The #1 reason for spamming forms IME: link drops. And it must work, or they wouldn't do it.

So I approach this as follows. Note that this uses methods for PHP 4 compatibility which doesn't have the advantage of 5's filter_input_array().

1. LOG raw input first. This is where you sift through input for potential malicious data. If found, return "no email sent" (or similar) to browser. If the spammers log responses from their attacks - which they must most surely do, the people paying them wouldn't pay them if there weren't some indication of effectiveness - and this simple response is a clue that your attacks won't work here, move on.

2. Instead of storing bad patterns in variables, I suggest using an array. This way, when you go to add a new one, it only needs to be added in one place.

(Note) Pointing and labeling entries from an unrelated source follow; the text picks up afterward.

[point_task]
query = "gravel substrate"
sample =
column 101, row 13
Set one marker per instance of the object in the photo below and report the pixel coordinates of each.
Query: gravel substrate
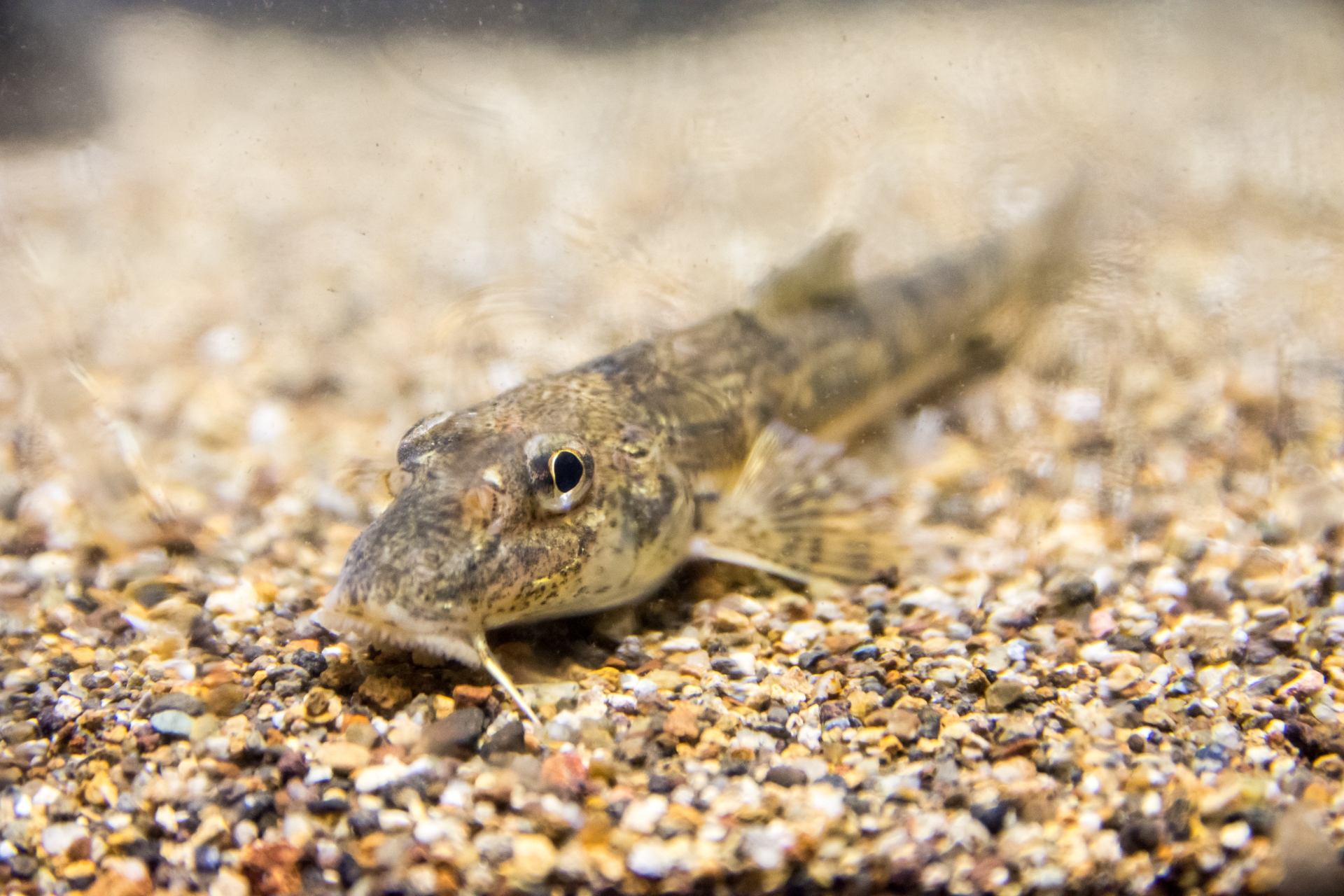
column 1113, row 660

In the following example, once the spammers figured out their spam resource was gone, they began spamming the form with "good site, admin" for no other reason than to annoy the crap out of them.

Note the liberal use of \s* (zero or more white space characters) in the regular expressions, this thwarts a lot of "workaround" bad patterns, such as 1 = 1 even though the standard sql injection attack is 1=1.


$bad_patterns = Array ( 
 '\[\s*a\s*href.*\]*', 
 '\%5B\s*a\s*href.*(\%5B)*', 
 '\<\s*a\s*href.*\>*', 
 '\%3C\s*a\s*href.*(\%3E)*', 
 's\s*c\s*r\s*i\s*p\s*t', 
 // Some for sql injection 
 'drop\s+\w+', 
 'insert\s*into', 
 '\s*or\s*\d+\s*=*\s*\d*', 
 '\s*and\s*\d+\s*=*\s*\d*', 
 'update\s*', 
 'alter\s*', 
 // This list is actually 20 or so patterns, some 
 // removed to condense post 
 'good\s*site\s*,*\s*admin' 
);

I realize filtering bad patterns is a contradiction of the "accept only what you want" philosophy, but since most of "what you want" can be abused to form malicious patterns, some chasing will always be required. The intent is to minimize the amount of pattern-chasing.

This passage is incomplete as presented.